Despite the apparent divergence of factorization results between EFA on the one hand and OPNMF and PCA on the other hand, it should be noted that the results of our EFA analyses provide a higher factor model that reflects the segregation of tasks that was used in the D-KEFS battery while still assigning a single factor to tasks that require abstraction and problem-solving skills. Hence, the parsimonious two factor model can also be seen as encompassing the more complex factorization yielded by EFA. The results of the present study thus suggest that the OPNMF and PCA results provide a robust and stable two factor solution that separates tasks that require monitoring and task-switching from more complex tasks that require concept formation, abstraction, and problem-solving. Considering all the points discussed above, together with the fact that both methods converged towards one robust model, we suggest that our results may reflect a robust factor model that applies across a wide age range and across different factorization methods. Given the uncertainty and diverse findings of the factorial structure of executive functioning in the literature, this model offers a more scientifically parsimonious model from both technical and conceptual standpoints.
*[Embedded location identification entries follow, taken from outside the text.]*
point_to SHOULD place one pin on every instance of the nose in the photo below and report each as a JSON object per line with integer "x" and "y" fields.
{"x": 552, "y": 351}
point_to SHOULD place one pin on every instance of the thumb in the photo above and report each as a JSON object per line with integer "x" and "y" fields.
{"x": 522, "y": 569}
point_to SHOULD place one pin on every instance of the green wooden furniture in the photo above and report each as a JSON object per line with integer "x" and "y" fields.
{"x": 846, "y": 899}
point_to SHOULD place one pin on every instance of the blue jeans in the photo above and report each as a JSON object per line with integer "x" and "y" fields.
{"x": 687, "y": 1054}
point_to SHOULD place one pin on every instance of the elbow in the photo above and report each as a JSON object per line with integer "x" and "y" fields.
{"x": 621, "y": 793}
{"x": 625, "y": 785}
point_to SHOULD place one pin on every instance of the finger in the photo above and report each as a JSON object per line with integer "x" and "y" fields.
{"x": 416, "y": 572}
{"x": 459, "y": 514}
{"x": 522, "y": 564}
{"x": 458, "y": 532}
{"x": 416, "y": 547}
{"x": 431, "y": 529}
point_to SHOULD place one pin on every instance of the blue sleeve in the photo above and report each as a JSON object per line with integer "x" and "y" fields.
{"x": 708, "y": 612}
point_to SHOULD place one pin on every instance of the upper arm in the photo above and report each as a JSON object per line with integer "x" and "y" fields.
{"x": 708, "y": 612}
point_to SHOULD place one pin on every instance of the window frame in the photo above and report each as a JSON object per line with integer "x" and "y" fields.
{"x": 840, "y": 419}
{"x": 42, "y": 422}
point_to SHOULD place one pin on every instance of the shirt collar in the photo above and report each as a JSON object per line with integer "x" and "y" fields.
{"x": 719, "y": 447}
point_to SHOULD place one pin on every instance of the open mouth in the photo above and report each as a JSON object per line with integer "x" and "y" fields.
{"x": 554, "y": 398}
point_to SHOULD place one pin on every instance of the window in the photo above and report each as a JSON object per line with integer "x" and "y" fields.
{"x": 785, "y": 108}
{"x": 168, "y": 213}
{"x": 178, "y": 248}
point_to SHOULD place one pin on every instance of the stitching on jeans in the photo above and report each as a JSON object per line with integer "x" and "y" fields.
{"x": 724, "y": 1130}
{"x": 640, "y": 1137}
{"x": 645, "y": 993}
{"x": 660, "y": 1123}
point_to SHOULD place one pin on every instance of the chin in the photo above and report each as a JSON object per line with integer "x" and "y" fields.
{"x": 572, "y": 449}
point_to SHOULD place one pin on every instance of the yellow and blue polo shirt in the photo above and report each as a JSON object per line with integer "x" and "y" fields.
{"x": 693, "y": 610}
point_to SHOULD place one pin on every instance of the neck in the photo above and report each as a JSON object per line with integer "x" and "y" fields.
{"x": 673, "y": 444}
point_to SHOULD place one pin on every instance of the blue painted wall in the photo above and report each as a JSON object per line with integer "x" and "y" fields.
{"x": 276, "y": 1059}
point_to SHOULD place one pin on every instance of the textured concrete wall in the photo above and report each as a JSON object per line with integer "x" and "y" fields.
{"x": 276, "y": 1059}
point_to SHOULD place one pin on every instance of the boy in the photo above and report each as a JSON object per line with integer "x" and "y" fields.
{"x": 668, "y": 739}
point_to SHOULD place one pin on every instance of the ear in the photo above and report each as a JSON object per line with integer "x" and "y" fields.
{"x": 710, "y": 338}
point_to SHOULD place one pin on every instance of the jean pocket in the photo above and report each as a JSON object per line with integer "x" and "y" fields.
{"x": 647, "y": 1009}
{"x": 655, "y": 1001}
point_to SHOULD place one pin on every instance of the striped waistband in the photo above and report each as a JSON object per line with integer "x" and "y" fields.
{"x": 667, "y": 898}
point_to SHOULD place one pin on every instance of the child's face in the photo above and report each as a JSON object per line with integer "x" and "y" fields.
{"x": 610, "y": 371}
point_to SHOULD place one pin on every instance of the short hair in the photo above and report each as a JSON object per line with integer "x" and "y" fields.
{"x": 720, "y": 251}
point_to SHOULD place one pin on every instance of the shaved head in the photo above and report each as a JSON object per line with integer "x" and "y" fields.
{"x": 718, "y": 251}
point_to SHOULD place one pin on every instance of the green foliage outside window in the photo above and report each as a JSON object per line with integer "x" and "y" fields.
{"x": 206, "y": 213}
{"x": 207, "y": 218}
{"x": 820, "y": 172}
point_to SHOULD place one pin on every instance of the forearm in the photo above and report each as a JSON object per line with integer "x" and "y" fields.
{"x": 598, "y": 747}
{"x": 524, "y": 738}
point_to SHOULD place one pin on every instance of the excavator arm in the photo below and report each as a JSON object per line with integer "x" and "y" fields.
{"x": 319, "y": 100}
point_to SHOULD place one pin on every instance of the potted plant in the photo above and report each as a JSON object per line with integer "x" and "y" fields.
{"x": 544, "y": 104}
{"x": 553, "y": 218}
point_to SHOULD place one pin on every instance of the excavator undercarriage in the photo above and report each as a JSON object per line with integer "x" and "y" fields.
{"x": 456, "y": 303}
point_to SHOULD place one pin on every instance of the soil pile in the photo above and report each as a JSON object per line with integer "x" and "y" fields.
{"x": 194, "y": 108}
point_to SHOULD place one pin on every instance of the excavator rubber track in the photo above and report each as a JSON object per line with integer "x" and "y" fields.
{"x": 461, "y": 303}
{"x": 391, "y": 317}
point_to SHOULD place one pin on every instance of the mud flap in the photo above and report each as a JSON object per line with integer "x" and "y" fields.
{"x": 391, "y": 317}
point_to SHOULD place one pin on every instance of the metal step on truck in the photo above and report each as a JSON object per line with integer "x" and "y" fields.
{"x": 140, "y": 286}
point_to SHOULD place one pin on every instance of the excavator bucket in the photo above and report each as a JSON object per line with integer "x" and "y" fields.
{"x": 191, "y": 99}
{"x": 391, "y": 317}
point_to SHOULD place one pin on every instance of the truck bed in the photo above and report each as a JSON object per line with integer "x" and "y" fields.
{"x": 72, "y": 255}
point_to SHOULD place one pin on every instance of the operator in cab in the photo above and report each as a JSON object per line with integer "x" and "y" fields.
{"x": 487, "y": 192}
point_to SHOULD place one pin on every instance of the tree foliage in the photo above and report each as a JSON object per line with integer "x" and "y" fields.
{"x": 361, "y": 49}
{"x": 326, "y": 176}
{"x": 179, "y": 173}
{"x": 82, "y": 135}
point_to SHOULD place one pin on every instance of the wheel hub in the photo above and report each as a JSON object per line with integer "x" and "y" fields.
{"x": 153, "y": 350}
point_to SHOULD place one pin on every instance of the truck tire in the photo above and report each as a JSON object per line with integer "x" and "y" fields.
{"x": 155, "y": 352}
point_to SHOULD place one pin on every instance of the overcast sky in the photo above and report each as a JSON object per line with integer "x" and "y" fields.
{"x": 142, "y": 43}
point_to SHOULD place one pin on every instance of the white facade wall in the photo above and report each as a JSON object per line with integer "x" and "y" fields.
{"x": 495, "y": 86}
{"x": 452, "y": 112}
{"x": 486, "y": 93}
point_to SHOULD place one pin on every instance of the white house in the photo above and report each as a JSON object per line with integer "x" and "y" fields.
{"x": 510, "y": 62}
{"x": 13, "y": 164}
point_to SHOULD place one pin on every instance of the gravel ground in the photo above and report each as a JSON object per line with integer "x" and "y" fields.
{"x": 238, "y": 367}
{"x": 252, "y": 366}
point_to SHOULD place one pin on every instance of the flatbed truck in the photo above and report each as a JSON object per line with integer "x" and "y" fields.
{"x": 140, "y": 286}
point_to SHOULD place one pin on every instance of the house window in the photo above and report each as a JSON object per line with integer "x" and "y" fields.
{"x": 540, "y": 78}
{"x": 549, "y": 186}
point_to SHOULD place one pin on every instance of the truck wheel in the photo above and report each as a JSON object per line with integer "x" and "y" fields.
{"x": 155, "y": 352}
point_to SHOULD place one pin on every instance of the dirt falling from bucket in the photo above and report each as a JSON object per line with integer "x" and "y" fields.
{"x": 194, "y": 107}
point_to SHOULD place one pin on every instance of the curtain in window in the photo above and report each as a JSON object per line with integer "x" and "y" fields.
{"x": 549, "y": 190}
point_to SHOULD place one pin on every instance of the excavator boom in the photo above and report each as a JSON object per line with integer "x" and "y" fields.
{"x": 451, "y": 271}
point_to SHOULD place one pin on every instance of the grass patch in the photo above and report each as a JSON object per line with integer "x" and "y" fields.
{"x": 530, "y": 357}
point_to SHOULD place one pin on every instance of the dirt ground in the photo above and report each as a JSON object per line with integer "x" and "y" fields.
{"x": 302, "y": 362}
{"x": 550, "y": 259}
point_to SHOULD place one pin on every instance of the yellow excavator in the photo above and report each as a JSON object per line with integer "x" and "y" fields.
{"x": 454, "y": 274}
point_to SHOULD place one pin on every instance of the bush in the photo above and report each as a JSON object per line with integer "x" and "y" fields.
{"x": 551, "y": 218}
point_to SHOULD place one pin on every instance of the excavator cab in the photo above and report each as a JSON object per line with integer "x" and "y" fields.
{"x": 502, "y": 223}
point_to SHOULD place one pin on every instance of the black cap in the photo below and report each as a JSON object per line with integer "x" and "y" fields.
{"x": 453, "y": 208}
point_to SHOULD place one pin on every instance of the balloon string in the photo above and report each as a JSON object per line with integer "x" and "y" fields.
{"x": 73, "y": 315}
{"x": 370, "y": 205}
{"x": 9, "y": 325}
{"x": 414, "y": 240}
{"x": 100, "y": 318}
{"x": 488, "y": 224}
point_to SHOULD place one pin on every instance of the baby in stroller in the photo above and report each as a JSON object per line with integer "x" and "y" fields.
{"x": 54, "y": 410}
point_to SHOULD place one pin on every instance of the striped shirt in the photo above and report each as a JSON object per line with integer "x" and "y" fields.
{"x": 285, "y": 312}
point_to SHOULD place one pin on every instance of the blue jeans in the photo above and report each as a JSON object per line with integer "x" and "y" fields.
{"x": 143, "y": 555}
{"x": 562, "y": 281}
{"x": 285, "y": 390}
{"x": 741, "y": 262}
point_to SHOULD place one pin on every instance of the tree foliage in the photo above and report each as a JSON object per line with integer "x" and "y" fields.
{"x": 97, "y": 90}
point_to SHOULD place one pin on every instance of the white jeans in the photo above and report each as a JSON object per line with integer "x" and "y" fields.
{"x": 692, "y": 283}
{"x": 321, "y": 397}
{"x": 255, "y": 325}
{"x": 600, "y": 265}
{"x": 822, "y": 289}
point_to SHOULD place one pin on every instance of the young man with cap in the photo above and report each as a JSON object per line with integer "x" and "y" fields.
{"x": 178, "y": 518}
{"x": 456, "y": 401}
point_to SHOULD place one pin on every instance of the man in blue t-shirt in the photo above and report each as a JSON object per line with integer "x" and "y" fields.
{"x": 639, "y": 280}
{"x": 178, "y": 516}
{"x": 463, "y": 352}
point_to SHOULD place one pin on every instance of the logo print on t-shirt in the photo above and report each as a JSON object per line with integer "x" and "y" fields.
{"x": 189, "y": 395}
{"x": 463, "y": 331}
From a technical standpoint, the approach established in the present study (i.e., that of reaching a consensus among different technical variations) is the most reasonable to our knowledge since it is commonly known that different approaches can result in different factor solutions. From a conceptual standpoint, the 2 factor solution presented in this study results in a scientifically parsimonious model since the differentiation between Simple and Complex is better at reflecting consensual real-world concepts than models with a higher number of factors. Considering these scientific qualities, the robust and parsimonious two-factor model that emerged from this study should be of higher practical utility for characterizing inter-individual variability in executive functioning performance at both the biological level (such as genetic and brain subtrates) and the environnmental level (external factors).

Summary and conclusion

In addition to demonstrating the advantages of a machine learning approach for the factorization of psychometric data in a replicability perspective, this study also provides a robust model of factorization of the D-KEFS. The derived factorization suggests a division between low-level and high-level executive functioning measures, a model further supported in subsamples. In contrast, EFA, highlighted a five-factor model as the better fit to the overall cohort, but which was poorly supported in the subsamples. This five-factor factorization reflects the segregation of the D-KEFS battery into its main tasks while still clustering higher-level tasks together. Thus, the parsimonious two-factors model revealed by OPNMF underlies the more complex factorization yielded by EFA while enjoying higher generalizability. Hence the application of OPNMF to psychometric data in the present study provides conceptually meaningful, technically robust and generalizable factorization for psychometric tools.